ProfileConfig points directly at the existing profiles.yml in the dbt project. No Airflow Connections to configure, no extra credentials management. The profile file handles everything.

DBT_ENV injects the DUCKDB_PATH environment variable so dbt writes to the right database file regardless of where Airflow is running from.


The Smoke DAG

A fast hourly check that runs only staging models:

dbt_smoke_dag = DbtDag(
    dag_id="dbt_smoke_dag",
    project_config=ProjectConfig(
        dbt_project_path=DBT_PROJECT_DIR,
        env_vars=DBT_ENV,
    ),
    profile_config=profile_config,
    execution_config=ExecutionConfig(
        dbt_executable_path=str(DBT_EXECUTABLE_PATH),
        invocation_mode=InvocationMode.SUBPROCESS,
    ),
    render_config=RenderConfig(
        load_method=LoadMode.DBT_LS,
        select=["path:models/staging"],
    ),
    schedule="0 * * * *",
    start_date=datetime(2025, 1, 1),
    catchup=False,
    max_active_runs=1,
    max_active_tasks=1,
    default_args={"retries": 1},
)

The key addition is select=["path:models/staging"] in RenderConfig.
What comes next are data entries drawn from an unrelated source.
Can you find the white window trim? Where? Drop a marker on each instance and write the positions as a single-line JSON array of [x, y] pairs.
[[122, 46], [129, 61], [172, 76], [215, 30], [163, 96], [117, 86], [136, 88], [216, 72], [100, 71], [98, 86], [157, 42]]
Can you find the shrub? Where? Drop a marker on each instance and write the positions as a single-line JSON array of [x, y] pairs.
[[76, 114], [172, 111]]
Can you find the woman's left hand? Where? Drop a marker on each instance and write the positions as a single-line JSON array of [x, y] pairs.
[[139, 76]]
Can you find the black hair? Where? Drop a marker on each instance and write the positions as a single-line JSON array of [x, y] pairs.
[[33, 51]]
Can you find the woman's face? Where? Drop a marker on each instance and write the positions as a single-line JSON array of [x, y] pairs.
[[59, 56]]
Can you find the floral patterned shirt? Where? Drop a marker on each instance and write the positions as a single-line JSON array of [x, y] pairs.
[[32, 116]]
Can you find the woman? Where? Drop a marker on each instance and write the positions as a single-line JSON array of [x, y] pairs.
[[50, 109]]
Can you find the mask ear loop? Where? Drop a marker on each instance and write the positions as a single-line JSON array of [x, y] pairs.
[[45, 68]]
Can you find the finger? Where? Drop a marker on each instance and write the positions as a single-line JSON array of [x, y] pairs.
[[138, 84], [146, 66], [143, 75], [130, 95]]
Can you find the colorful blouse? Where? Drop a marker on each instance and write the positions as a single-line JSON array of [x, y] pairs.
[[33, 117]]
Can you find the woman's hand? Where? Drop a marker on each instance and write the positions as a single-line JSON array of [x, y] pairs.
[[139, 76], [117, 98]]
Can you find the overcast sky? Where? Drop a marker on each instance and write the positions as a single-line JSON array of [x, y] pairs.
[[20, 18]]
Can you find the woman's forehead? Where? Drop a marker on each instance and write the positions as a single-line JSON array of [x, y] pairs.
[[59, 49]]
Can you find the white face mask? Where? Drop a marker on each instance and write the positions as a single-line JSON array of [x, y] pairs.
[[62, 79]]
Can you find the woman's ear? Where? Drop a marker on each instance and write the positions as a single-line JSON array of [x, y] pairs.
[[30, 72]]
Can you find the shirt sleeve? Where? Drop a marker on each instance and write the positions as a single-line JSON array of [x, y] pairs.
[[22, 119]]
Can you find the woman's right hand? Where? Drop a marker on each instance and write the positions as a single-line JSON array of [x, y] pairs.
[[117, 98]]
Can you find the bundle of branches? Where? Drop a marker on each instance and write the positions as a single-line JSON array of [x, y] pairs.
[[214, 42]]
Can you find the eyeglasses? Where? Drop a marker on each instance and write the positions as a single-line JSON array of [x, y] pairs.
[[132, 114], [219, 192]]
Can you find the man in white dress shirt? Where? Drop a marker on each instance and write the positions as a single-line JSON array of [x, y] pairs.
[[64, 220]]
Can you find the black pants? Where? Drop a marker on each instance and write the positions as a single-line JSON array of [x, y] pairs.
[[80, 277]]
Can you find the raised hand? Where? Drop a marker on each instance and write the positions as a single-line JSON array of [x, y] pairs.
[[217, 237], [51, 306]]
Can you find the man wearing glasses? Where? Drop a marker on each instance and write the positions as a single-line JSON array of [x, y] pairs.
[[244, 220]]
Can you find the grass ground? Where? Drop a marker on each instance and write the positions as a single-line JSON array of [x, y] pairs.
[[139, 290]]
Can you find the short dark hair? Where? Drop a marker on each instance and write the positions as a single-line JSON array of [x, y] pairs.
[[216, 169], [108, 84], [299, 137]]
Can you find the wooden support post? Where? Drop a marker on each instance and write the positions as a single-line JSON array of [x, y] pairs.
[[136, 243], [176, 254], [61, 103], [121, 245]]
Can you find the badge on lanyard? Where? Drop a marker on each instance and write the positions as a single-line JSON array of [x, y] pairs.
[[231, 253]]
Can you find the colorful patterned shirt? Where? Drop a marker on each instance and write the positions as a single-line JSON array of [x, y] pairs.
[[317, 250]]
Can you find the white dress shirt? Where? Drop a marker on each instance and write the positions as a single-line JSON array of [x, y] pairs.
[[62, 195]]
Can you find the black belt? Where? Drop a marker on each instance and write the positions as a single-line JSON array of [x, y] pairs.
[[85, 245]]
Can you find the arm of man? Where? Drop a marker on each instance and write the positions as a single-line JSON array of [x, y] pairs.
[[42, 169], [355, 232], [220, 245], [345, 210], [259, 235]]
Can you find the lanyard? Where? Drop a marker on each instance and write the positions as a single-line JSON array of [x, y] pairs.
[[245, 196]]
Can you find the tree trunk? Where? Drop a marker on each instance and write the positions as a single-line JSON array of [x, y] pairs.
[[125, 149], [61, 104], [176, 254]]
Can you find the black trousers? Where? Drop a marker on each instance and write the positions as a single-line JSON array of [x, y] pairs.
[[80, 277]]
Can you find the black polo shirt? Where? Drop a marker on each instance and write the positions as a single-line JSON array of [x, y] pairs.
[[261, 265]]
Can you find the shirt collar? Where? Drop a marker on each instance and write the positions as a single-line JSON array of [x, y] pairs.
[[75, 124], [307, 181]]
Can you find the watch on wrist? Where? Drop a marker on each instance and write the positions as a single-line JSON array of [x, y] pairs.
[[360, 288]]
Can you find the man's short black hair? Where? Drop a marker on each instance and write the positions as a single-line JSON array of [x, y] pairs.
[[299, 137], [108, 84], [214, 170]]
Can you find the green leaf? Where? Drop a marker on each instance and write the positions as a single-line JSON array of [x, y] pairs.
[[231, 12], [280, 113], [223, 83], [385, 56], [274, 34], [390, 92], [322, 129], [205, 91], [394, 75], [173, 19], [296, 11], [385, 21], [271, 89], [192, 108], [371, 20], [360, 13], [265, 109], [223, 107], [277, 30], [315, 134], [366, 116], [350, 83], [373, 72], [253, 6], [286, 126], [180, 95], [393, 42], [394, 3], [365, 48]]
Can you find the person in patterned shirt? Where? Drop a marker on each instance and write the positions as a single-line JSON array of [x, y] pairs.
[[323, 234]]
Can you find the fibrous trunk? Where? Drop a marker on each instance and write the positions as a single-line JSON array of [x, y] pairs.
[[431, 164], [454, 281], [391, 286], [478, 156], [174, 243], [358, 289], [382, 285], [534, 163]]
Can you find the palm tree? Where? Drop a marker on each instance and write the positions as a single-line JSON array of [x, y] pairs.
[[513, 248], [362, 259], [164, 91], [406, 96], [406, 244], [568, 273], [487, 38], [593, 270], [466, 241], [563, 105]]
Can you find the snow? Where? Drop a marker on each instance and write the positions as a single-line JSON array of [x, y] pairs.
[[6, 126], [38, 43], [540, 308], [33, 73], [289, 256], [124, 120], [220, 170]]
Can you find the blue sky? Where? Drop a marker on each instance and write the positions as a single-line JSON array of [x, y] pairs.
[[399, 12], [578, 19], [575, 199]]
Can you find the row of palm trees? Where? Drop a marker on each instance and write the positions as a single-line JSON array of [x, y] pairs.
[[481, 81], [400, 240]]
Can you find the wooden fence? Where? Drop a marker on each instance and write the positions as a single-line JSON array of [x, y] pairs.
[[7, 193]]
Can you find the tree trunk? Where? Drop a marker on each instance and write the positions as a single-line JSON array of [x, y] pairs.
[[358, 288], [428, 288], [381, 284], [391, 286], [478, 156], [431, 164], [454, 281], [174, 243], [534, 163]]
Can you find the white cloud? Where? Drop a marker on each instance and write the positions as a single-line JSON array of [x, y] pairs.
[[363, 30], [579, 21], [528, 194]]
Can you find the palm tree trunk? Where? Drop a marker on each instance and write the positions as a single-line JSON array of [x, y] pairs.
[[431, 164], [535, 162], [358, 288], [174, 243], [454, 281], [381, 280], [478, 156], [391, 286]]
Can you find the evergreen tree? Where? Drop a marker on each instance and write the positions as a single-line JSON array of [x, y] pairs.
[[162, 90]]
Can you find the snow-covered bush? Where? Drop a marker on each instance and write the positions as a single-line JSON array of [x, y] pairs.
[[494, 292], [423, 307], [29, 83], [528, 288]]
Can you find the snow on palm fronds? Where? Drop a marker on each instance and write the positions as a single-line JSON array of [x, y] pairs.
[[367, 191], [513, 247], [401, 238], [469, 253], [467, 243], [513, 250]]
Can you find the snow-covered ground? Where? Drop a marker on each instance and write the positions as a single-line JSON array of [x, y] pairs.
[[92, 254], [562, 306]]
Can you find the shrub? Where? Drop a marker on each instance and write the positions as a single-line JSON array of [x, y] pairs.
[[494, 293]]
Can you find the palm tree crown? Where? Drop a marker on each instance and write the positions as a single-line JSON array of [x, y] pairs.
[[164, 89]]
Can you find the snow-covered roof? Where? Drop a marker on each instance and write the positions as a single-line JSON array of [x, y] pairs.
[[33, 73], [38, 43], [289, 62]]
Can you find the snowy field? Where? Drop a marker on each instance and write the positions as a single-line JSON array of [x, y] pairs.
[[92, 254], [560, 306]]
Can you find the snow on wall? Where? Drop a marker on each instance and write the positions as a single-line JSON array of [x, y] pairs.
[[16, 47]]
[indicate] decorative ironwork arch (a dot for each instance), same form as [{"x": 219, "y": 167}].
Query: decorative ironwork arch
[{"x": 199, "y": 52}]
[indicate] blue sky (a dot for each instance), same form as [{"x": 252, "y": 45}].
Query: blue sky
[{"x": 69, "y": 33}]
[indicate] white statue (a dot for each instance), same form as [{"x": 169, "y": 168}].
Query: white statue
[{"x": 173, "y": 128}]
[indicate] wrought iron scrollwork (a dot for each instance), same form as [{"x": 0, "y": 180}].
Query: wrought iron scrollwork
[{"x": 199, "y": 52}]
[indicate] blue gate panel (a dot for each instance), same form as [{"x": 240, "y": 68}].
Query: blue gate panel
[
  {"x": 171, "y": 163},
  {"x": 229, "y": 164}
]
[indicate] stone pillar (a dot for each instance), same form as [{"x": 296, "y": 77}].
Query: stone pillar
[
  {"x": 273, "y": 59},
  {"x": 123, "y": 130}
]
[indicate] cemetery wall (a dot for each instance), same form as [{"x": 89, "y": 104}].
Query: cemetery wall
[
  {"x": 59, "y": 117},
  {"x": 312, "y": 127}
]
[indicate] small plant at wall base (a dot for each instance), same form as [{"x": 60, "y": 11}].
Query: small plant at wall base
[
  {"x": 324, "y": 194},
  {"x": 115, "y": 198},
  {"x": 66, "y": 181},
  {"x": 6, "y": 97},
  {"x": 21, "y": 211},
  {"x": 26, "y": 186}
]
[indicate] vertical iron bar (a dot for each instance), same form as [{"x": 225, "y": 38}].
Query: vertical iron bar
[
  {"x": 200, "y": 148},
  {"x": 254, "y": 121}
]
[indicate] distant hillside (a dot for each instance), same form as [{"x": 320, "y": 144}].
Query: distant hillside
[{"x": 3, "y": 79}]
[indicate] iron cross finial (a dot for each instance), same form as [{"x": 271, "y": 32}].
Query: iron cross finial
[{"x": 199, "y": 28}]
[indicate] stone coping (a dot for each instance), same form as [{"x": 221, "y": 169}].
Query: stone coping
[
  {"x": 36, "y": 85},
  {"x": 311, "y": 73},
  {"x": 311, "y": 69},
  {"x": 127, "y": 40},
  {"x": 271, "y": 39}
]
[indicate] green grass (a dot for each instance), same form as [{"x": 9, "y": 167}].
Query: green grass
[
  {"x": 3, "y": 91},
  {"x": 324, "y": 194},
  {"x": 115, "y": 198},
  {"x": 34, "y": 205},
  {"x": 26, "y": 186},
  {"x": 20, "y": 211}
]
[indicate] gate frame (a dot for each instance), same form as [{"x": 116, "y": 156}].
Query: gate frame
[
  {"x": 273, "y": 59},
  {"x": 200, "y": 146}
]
This tells cosmos to only create tasks for models under models/staging/. The DAG graph is much smaller and faster to execute, which is exactly what you want for a heartbeat check.


The Full Refresh DAG

For occasions when you need to force a complete rebuild of the incremental fct_orders model:

dbt_full_refresh_fct_orders_dag = DbtDag(
    dag_id="dbt_full_refresh_fct_orders_dag",
    project_config=ProjectConfig(
        dbt_project_path=DBT_PROJECT_DIR,
        env_vars=DBT_ENV,
    ),
    profile_config=profile_config,
    execution_config=ExecutionConfig(
        dbt_executable_path=str(DBT_EXECUTABLE_PATH),
        invocation_mode=InvocationMode.SUBPROCESS,
    ),
    render_config=RenderConfig(
        load_method=LoadMode.DBT_LS,
        select=["fct_orders"],
    ),
    operator_args={"full_refresh": True},
    schedule=None,
    start_date=datetime(2025, 1, 1),
    catchup=False,
    max_active_runs=1,
    max_active_tasks=1,
    default_args={"retries": 1},
)

Two things here: schedule=None makes this a manual-trigger-only DAG, and operator_args={"full_refresh": True} passes --full-refresh to the underlying dbt invocation. You trigger it from the Airflow UI when needed, and cosmos handles the rest.


The Source Freshness DAG

Source freshness does not map well to the cosmos DbtDag abstraction because it runs a different dbt command (dbt source freshness) rather than dbt build or dbt run. The cleanest approach is to use a plain BashOperator for this one:

from airflow import DAG
from airflow.operators.bash import BashOperator
from datetime import datetime
from pathlib import Path
 
REPO_ROOT = Path(__file__).resolve().parents[3]
DBT_PROJECT_DIR = REPO_ROOT / "dbt_project"
DBT_EXECUTABLE_PATH = Path(__file__).resolve().parents[1] / ".venv" / "bin" / "dbt"
DBT_ENV = {"DUCKDB_PATH": str(REPO_ROOT / "orchestration.duckdb")}
 
with DAG(
    dag_id="dbt_source_freshness_dag",
    schedule="0 */6 * * *",
    start_date=datetime(2025, 1, 1),
    catchup=False,
    max_active_runs=1,
    default_args={"retries": 1},
) as dag:
    BashOperator(
        task_id="dbt_source_freshness",
        bash_command=(
            f"{DBT_EXECUTABLE_PATH} source freshness"
            f" --project-dir {DBT_PROJECT_DIR}"
            f" --profiles-dir {DBT_PROJECT_DIR}"
            " --no-partial-parse"
        ),
        cwd=str(REPO_ROOT),
        env=DBT_ENV,
        append_env=True,
    )

This is the one place where a BashOperator is actually the right tool. There is nothing wrong with mixing approaches in the same Airflow environment: use cosmos for model-level DAGs, use BashOperator for operational commands that are naturally a single task.


DAG Summary

DAGScheduleTriggerPurpose
dbt_build_dag0 6 * * *AutomaticFull dbt build
dbt_smoke_dag0 * * * *AutomaticStaging health check
dbt_full_refresh_fct_orders_dagNoneManualForce rebuild of fct_orders
dbt_source_freshness_dag0 */6 * * *AutomaticSource freshness check

UI Walkthrough

  1. Open http://localhost:8080 and log in with admin and the password printed on first startup.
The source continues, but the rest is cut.